Those neon sea creatures are actually dying photoreceptors in the human retina. And that intense blue-green hot air balloon-looking thing, complete with gondola, is really a salamander sperm cell.
These images are among those collected through the nearly matchless BioArtography project, which celebrates microscopic tissue photography as art. The images are organized by Rebecca Pintar from a second-floor office overlooking a window-lit atrium in the Biomedical Science Research Building.
BioArtography is a product of The Center for Organogenesis, which unites scientists from many fields to study organ formation, function and disease. The goal of their research is to use new information to design effective strategies to treat disease and repair damaged organs.
Director Deborah Gumucio and member Sue O’Shea founded BioArtography in 2005 as a fundraising venture for training activities in the center. “Every day, they were seeing beautiful images in the microscope and they believed that others might also be struck by this beauty,” says Pintar, administrative specialist at the center.

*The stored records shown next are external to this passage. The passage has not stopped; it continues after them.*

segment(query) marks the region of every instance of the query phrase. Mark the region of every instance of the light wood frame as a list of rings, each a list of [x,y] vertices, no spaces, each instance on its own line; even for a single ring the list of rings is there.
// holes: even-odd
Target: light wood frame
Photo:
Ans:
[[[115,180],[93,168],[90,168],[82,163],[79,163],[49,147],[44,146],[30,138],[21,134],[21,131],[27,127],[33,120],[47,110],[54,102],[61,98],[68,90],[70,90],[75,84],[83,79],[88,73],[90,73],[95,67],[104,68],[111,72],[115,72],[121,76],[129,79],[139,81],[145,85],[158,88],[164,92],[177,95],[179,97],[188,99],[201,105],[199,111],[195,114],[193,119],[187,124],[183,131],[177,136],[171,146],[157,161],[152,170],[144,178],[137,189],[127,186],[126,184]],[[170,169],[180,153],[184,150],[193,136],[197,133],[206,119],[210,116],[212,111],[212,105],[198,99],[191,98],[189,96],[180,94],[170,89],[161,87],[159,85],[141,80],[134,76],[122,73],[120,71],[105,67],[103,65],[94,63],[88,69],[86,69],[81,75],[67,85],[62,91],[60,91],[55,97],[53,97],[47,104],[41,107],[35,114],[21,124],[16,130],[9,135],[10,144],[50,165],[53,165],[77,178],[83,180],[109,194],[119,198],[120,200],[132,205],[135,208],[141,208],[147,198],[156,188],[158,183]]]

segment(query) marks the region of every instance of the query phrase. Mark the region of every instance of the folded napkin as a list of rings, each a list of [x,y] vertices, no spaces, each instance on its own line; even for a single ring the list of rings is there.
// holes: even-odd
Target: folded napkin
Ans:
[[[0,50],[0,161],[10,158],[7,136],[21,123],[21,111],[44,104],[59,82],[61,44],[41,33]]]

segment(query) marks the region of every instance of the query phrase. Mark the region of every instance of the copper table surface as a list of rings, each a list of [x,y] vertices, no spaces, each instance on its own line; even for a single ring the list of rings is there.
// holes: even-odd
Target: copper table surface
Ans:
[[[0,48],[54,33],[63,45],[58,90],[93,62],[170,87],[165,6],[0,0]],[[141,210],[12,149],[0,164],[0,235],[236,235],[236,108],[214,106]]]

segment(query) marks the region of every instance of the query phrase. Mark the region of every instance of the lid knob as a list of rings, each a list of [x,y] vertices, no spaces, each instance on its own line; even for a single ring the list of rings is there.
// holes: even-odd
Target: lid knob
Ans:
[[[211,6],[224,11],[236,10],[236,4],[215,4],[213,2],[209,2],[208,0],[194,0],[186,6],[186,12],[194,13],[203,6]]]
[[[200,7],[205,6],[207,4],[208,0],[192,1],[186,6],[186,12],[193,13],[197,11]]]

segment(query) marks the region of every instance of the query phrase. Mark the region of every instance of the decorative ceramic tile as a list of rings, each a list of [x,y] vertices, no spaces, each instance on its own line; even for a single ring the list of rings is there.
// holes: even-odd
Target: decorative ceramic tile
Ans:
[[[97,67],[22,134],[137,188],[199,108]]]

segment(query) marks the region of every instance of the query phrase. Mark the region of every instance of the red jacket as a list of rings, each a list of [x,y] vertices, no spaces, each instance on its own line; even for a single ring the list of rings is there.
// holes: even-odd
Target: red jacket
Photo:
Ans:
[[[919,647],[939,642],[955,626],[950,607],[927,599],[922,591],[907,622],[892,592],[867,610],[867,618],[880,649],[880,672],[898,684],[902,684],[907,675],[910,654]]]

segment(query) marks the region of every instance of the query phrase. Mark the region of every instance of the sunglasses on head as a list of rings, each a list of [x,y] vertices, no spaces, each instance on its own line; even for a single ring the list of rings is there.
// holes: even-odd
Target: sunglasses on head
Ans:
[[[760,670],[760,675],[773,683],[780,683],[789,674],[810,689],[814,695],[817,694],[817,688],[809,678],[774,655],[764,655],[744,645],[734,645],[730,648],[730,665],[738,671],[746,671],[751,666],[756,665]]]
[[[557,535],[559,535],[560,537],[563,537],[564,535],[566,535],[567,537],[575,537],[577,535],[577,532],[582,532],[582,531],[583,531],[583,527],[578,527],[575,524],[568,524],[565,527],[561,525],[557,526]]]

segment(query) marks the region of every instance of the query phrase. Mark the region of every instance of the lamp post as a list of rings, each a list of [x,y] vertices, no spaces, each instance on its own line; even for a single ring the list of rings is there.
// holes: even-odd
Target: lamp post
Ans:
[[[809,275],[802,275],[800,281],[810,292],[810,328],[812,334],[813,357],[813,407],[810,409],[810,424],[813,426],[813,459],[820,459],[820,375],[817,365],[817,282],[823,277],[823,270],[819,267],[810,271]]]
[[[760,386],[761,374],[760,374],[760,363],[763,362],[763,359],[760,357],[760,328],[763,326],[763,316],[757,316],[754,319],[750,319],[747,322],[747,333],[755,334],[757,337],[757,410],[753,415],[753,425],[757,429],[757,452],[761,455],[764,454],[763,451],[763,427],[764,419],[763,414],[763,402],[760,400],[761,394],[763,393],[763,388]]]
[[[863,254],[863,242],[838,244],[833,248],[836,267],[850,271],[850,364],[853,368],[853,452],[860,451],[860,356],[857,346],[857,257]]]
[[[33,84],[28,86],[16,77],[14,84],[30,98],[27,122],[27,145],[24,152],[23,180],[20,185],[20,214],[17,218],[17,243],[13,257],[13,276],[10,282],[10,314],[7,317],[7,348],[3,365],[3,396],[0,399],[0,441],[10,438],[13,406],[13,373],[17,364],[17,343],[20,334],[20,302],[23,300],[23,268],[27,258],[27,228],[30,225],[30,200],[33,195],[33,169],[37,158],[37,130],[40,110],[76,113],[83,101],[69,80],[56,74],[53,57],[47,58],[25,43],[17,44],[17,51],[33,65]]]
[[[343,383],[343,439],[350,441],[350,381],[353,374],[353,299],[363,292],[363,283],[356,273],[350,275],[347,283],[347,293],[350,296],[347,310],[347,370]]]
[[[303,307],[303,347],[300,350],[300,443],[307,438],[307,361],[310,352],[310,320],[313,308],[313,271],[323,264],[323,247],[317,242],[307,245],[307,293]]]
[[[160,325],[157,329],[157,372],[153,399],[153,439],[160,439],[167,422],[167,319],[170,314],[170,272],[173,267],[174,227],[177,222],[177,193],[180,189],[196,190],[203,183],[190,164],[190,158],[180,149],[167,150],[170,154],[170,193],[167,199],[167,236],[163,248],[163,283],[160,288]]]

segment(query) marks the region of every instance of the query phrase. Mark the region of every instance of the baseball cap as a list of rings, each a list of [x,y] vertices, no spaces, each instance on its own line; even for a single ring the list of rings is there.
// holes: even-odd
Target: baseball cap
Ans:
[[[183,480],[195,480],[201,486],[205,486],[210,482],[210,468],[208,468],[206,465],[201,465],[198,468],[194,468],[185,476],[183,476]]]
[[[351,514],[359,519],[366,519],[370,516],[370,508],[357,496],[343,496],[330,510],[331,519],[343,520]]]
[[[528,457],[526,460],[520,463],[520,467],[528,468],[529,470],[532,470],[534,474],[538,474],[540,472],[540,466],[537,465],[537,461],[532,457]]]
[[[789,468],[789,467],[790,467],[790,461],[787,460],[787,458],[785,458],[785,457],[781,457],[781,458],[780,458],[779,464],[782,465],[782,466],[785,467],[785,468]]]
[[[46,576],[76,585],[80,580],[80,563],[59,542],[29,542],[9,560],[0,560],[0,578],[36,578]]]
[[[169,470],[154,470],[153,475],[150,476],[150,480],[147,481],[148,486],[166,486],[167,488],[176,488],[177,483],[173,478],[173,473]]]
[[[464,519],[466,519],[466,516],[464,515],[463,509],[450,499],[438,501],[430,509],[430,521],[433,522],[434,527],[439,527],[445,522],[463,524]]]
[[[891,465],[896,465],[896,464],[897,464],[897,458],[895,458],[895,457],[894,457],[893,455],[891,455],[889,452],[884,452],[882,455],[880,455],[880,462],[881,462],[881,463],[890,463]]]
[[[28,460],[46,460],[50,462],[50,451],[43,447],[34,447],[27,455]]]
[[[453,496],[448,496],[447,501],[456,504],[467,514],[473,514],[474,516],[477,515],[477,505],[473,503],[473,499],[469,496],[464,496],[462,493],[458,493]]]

BioArtography generates its highest public profile during the Ann Arbor Art Fairs, July 16-19, as the most striking images are sold from a booth on South University across from the Brown Jug. Pintar says booth sales raise more than $10,000 each year.
All monies generated from BioArt sales — minus 5 percent which goes to the submitting artists — fund special projects of graduate students and pre- and post-doc fellows associated with the center, says Pintar, who has worked at U-M for nearly 29 years. In addition, each piece of BioArt comes with an explanation of the science, written in lay terms.

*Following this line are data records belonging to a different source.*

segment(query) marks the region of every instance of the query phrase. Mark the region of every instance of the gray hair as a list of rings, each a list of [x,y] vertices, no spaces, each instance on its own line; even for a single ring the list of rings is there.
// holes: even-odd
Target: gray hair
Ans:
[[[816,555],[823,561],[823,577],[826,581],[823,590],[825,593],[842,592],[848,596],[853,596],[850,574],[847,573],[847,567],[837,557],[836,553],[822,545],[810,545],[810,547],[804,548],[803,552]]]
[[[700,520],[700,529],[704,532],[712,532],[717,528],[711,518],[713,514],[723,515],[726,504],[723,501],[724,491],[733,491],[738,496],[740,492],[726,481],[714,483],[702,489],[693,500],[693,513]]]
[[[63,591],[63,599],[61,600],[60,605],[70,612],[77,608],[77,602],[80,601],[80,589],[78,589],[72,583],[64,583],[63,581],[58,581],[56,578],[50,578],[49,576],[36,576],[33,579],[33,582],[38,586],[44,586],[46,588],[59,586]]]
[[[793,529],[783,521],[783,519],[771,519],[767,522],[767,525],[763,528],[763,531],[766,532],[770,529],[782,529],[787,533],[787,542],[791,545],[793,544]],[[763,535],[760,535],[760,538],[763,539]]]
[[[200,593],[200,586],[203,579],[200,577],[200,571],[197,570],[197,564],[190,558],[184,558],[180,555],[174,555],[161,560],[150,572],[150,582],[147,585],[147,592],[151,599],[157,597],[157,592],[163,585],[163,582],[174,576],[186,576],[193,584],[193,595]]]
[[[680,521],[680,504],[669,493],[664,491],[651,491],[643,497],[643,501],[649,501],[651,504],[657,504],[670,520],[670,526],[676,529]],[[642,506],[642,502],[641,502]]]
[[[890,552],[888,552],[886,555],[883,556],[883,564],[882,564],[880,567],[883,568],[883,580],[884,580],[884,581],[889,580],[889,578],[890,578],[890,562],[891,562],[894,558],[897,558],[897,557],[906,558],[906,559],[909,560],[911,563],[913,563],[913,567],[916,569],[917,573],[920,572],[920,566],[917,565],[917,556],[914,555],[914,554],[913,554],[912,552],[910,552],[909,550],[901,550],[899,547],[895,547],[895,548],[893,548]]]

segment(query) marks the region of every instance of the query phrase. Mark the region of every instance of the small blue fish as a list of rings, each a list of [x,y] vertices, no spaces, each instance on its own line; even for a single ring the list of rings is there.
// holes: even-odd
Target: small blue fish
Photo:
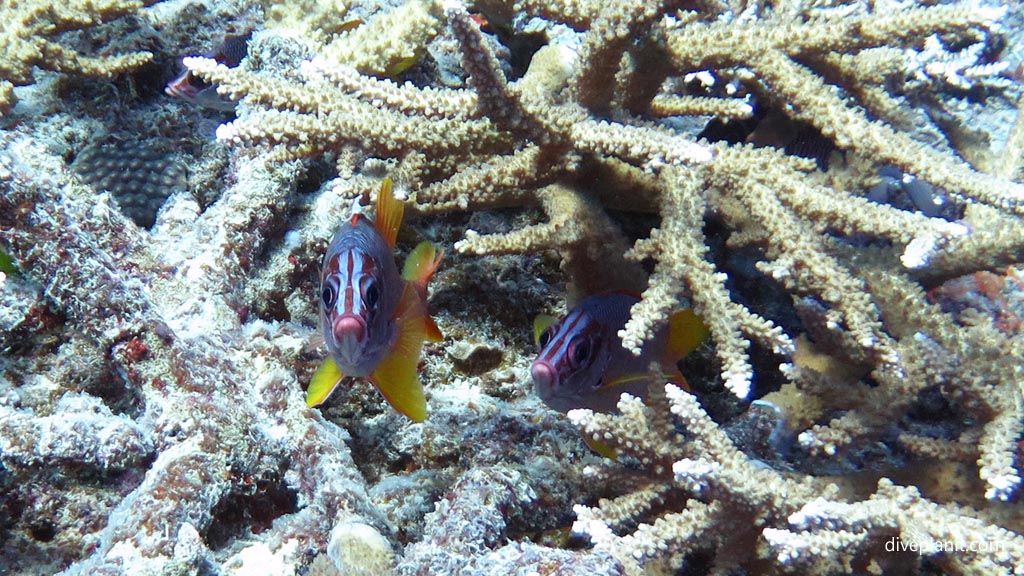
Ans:
[[[618,333],[639,301],[628,292],[606,292],[583,299],[561,321],[544,315],[534,320],[540,354],[530,375],[545,404],[560,412],[612,412],[623,392],[646,397],[652,363],[665,378],[688,389],[676,362],[704,341],[707,328],[692,310],[677,312],[634,356],[622,347]]]
[[[420,243],[402,274],[394,250],[405,205],[385,179],[376,221],[352,215],[331,240],[320,272],[320,329],[330,356],[306,391],[306,404],[324,402],[345,376],[367,378],[395,410],[416,422],[427,404],[417,374],[425,340],[442,339],[427,314],[427,283],[443,253]]]

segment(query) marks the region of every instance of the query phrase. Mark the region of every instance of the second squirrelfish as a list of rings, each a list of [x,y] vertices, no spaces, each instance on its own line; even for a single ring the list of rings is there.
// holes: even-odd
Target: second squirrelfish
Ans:
[[[374,223],[360,214],[342,224],[320,272],[320,330],[330,356],[313,375],[306,404],[324,402],[345,376],[367,378],[395,410],[416,422],[427,415],[417,373],[425,340],[441,340],[427,314],[427,283],[443,253],[422,242],[399,274],[395,239],[405,205],[385,179]]]
[[[686,388],[676,362],[704,341],[707,328],[692,310],[676,312],[634,356],[622,347],[618,333],[639,301],[628,292],[607,292],[581,300],[560,321],[537,317],[534,338],[540,354],[530,375],[545,404],[560,412],[611,412],[623,392],[647,395],[652,364],[667,380]]]

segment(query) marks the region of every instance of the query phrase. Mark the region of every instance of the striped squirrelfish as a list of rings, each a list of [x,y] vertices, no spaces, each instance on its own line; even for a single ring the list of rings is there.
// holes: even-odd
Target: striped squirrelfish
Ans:
[[[345,376],[366,378],[395,410],[422,422],[427,415],[417,364],[423,342],[442,339],[427,313],[427,283],[443,252],[421,242],[395,263],[395,239],[405,205],[390,178],[377,195],[373,223],[354,212],[324,254],[320,271],[320,330],[330,353],[313,375],[306,404],[323,403]]]
[[[612,412],[623,392],[646,397],[655,378],[652,364],[669,381],[689,390],[676,362],[704,341],[707,328],[692,310],[676,312],[634,356],[622,347],[619,331],[639,301],[628,292],[606,292],[581,300],[561,320],[544,315],[534,320],[540,354],[530,375],[545,404],[560,412]]]
[[[205,56],[213,58],[218,64],[234,68],[248,54],[250,38],[252,38],[252,30],[239,35],[228,35],[220,45],[206,53]],[[164,88],[164,93],[204,108],[224,111],[235,109],[234,101],[218,94],[217,86],[202,80],[191,70],[185,70],[177,78],[171,80]]]

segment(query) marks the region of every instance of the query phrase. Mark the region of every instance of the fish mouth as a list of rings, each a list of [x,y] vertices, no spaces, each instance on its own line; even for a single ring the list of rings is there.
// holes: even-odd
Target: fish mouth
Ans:
[[[366,336],[366,321],[355,314],[342,314],[334,320],[331,329],[335,340],[355,338],[362,342]]]
[[[188,80],[182,77],[165,86],[164,94],[174,96],[176,98],[184,98],[185,100],[192,100],[197,94],[199,94],[199,90],[189,84]]]
[[[558,372],[550,362],[537,360],[530,366],[530,377],[533,378],[533,387],[541,398],[554,395],[555,385],[558,384]]]
[[[331,323],[336,354],[345,364],[357,364],[366,341],[366,321],[355,314],[343,314]]]
[[[530,377],[533,378],[533,389],[537,396],[549,408],[559,412],[568,412],[577,407],[579,398],[558,386],[558,371],[545,360],[537,360],[530,366]]]

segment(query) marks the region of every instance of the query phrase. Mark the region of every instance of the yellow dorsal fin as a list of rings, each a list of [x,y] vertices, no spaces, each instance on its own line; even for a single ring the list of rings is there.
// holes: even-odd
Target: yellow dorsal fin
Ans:
[[[398,337],[391,352],[370,375],[370,382],[395,410],[414,422],[422,422],[427,417],[427,398],[417,364],[426,339],[426,316],[417,298],[412,284],[406,284],[402,302],[398,305],[403,312],[395,321]]]
[[[344,377],[338,365],[334,363],[334,358],[328,356],[309,381],[309,388],[306,389],[306,406],[312,408],[323,404]]]
[[[533,343],[540,346],[540,335],[558,323],[558,318],[547,314],[537,314],[533,319]]]
[[[680,310],[668,319],[666,360],[675,364],[697,349],[708,337],[708,327],[693,310]]]
[[[391,178],[385,178],[380,185],[380,192],[377,193],[376,220],[377,232],[380,232],[392,250],[395,249],[398,229],[402,227],[402,215],[405,213],[405,203],[395,198],[393,189],[394,182]]]

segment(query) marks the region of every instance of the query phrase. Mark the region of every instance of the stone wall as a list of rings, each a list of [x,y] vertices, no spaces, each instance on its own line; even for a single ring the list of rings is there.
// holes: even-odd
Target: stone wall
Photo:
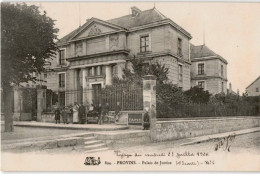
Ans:
[[[41,115],[41,122],[55,122],[55,114],[54,113],[43,113]]]
[[[158,121],[155,141],[176,140],[259,127],[260,117]]]
[[[13,120],[14,121],[31,121],[32,113],[14,113]]]

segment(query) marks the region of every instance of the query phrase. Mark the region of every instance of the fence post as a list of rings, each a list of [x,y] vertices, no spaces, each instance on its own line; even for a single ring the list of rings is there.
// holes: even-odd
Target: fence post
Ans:
[[[156,78],[147,75],[143,78],[143,104],[150,117],[150,138],[156,140]]]

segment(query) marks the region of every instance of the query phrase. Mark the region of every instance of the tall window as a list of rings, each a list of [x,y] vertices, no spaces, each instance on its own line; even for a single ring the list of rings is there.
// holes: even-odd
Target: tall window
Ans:
[[[221,82],[221,92],[224,92],[224,82]]]
[[[221,76],[224,76],[224,67],[221,65]]]
[[[112,76],[113,77],[118,76],[118,66],[117,65],[112,66]]]
[[[149,51],[149,35],[140,37],[140,52]]]
[[[198,75],[203,75],[204,74],[204,63],[199,63],[198,64]]]
[[[255,92],[259,92],[259,88],[258,87],[255,88]]]
[[[59,105],[60,107],[65,106],[65,92],[59,92]]]
[[[182,39],[181,38],[178,38],[177,47],[178,47],[177,55],[182,56]]]
[[[43,80],[44,80],[45,82],[47,82],[47,73],[44,73],[44,74],[43,74],[43,78],[44,78]]]
[[[205,81],[198,81],[199,88],[205,89]]]
[[[88,77],[90,77],[90,76],[93,76],[93,74],[92,74],[92,67],[88,68]]]
[[[97,76],[97,75],[98,75],[98,67],[95,66],[95,67],[94,67],[94,76]]]
[[[106,66],[100,66],[100,75],[105,74],[105,69],[106,69]]]
[[[59,87],[65,87],[65,73],[59,74]]]
[[[65,58],[65,50],[60,50],[59,51],[59,64],[60,65],[64,65],[66,62],[66,58]]]
[[[182,65],[179,65],[178,72],[179,72],[179,81],[182,82],[182,76],[183,76]]]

While stains typically used in micrograph photography add color, Pintar often will use Photoshop to sharpen images and intensify colors. The rich yellows, blues and reds in one photo of a basil cell skin cancer have drawn comparisons to a Van Gogh painting.

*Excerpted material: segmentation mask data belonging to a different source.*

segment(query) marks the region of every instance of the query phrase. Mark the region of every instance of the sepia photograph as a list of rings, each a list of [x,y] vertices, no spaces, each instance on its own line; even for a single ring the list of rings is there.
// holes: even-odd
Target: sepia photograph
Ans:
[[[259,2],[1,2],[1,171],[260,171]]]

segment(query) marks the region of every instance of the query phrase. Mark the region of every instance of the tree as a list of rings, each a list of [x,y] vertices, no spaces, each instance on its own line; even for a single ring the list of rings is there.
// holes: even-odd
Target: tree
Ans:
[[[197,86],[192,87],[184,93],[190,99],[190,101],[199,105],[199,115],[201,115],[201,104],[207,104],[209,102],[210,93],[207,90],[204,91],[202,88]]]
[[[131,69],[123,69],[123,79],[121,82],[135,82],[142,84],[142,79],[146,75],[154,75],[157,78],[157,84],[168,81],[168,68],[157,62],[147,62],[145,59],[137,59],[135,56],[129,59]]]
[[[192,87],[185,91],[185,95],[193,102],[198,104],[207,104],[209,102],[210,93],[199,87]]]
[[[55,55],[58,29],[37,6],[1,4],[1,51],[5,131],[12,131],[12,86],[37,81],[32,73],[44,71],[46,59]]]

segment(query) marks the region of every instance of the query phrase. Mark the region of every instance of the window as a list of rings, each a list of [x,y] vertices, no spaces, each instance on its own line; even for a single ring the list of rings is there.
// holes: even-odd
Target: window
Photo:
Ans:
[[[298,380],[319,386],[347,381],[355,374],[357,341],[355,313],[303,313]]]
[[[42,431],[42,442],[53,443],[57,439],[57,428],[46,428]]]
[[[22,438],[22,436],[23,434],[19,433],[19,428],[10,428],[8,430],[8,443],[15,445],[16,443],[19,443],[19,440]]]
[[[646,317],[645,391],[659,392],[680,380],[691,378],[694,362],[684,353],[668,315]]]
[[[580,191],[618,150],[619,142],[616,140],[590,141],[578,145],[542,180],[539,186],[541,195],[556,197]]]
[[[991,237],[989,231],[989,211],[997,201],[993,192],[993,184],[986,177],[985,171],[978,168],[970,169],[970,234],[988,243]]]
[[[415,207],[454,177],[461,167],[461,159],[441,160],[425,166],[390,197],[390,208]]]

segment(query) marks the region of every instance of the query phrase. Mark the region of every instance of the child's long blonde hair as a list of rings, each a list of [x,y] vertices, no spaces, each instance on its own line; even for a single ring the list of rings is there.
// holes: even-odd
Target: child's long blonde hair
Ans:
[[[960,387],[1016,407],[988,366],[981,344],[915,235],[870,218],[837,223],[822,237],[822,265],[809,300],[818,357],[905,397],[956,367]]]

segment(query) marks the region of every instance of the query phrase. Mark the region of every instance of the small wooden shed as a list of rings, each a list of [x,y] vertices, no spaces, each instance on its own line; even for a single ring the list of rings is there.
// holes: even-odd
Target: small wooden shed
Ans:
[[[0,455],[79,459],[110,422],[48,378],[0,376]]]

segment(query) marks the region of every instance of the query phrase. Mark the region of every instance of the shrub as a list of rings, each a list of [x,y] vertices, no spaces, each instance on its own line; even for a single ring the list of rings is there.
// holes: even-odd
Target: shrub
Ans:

To select new images to be reproduced and sold at the art fairs, the center asks a three-member committee typically made up of representatives from University arts related groups, including the School of Art & Design and Arts at Michigan, to choose photos. Their choices are presented to a BioArtography committee and approximately 25 new images are chosen to add to the best selling photos from previous years.
Pintar coordinates the booth display, manages image inventory and schedules the more than 40 people who work the booth every year.
“It is really a wonderful experience for all to interact with the public and answer questions about the images,” she says. Her primary job during the art fairs is to keep the booth stocked and she constantly is printing, matting, and framing the works of art, sometimes up to 12 hours a day.
The work has been displayed at the Ann Arbor Hands-on-Museum, the University Hospital Gifts of Art and the Michigan Life Sciences Expo in Lansing, and it can be found throughout the BSRB where the center’s offices/labs are located. A future display is planned at the Exhibit Museum of Natural History. Images also can be ordered online at www.bioartography.com.
After working briefly in 1975 as a typist in the Department of Dermatology, Pintar, an Ypsilanti native, left the University. She worked at Ford Motor Co., then returned to U-M in 1980 where she worked in the Department of Radiology, School of Public Health and the Institute of Gerontology. She took her position with The Center for Organogenesis in 2000.
Pintar serves as the center’s primary administrator with tasks that include financial management, a seminar series, a graduate course and an International Symposium on Organogenesis, which typically draws more than 250 attendees.
When Pintar isn’t working, she enjoys gardening, camping, cooking and spending time with husband David, who retired in 2004 from Ford. They have a Chinese pug named Curly.